First Year Cleveland has launched a three-year plan that begins with trying to better understand the stressors that affect black women.
Helping Stressed Moms
Kendra Harris is a mother of four. She lives just a few blocks from the Cleveland Clinic.
For her, just crossing the street with her six year-old, two year-old, one year-old and infant takes courage.
“When we’re walking there’s always a group of people who wants to fight and wants to shoot, and it’s kind of hard to pay attention when you have four kids."
Harris says her newborn came at a particularly tough time, but she was introduced to a support group that’s having a positive impact in neighborhoods like hers.
Christin Farmer is founder of Birthing Beautiful Communities.
Farmer is a doula, or birth coach, who with her team, supports women in all aspects of the birthing process, from nutrition and prenatal care, to providing a safe place to meet and socialize with other moms.
Women gather in ‘Sister Circles’ where Farmer says, they can unpack the undercurrent of stress that surrounds them.
“Women learn how to identify the symptoms of depression, and anxiety, and panic, and fear, " says Farmer, "and there’s so many women who come to the circle and they say that, ‘Wow, that’s what I’ve been experiencing. I have felt that way, but I didn’t know what to call it.’”
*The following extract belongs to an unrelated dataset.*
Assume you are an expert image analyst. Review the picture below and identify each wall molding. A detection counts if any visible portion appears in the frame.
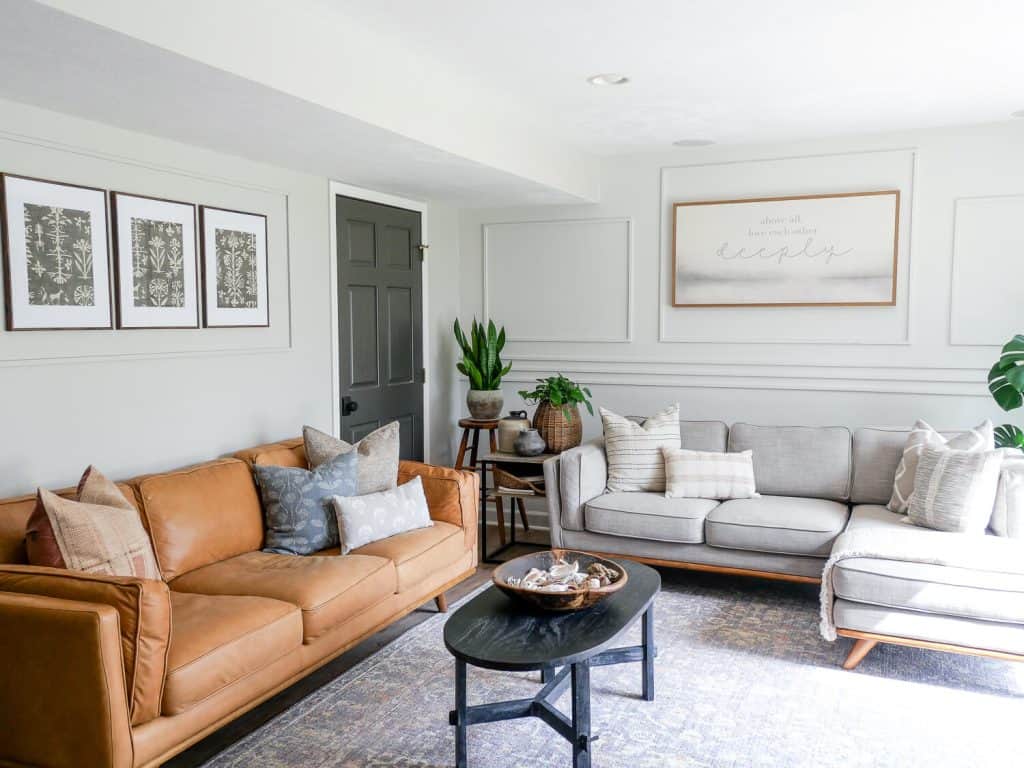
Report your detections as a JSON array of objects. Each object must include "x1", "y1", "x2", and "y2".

Farmer is working with Kent State University researcher Angela Neal-Barnett to develop a program that trains doulas not only to help with the physical care of birthing mothers, but also their emotional states including levels of stress hormones.
“When we look at the cortisol levels, the level of stress in black women, it tends to be at this toxic level.”
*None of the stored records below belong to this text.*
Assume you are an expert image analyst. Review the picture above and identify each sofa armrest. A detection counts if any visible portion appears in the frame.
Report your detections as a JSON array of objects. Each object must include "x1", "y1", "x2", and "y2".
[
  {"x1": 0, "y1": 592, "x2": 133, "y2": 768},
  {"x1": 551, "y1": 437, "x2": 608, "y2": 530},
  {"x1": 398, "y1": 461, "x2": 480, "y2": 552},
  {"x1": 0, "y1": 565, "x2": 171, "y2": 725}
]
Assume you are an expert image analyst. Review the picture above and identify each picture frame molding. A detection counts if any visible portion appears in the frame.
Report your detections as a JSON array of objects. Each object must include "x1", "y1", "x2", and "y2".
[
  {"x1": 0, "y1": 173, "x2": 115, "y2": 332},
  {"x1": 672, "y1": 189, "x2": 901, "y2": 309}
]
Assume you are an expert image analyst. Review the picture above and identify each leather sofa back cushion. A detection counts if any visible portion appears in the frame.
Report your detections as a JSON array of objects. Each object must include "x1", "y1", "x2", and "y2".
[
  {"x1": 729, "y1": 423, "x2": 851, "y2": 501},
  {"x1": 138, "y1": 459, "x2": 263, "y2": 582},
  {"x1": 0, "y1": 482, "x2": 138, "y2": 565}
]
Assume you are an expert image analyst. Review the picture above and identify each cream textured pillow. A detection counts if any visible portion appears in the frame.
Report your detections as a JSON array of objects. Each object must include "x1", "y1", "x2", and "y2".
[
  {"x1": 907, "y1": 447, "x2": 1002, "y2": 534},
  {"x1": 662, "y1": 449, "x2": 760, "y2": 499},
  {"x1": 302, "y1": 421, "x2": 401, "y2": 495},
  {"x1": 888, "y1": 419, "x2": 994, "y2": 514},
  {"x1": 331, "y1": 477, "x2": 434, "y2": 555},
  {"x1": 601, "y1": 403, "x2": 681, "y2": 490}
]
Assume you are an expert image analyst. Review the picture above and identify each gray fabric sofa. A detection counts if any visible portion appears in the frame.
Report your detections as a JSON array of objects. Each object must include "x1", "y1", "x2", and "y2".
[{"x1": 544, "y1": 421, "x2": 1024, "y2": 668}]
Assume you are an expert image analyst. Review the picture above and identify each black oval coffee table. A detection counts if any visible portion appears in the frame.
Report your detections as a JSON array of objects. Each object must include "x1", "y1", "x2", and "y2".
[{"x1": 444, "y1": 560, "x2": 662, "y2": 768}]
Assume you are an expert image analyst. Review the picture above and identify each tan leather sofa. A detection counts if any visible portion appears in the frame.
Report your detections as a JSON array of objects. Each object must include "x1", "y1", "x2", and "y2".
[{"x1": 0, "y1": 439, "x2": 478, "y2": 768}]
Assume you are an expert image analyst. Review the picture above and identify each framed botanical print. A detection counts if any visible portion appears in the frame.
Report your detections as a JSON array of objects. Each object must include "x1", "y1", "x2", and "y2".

Researchers are not entirely clear how the stress hormone cortisol affects childbirth, or how structural racism in education, housing, employment, and incarceration rates contribute to that stress.
Looking deeper into those questions is part of First Year Cleveland's goals.
Owning the Issue
Neal-Barnett says Birthing Beautiful Communities is providing a model for how to turn around a decades’ old problem.
“If we are going to reduce the infant mortality rate among black women, it has to come from the black community itself.”
Birthing Beautiful Communities’ Christin Farmer says it took courage for First Year Cleveland to put race and racism at the forefront of its plan to combat infant mortality.
“It’s a very difficult conversation for people to have, and even for people to acknowledge because it’s a monster of an issue," says Farmer.
But she says that conversation has to begin somewhere, and everyone can agree that babies should not bear the brunt of a problem that America as a whole struggles to confront.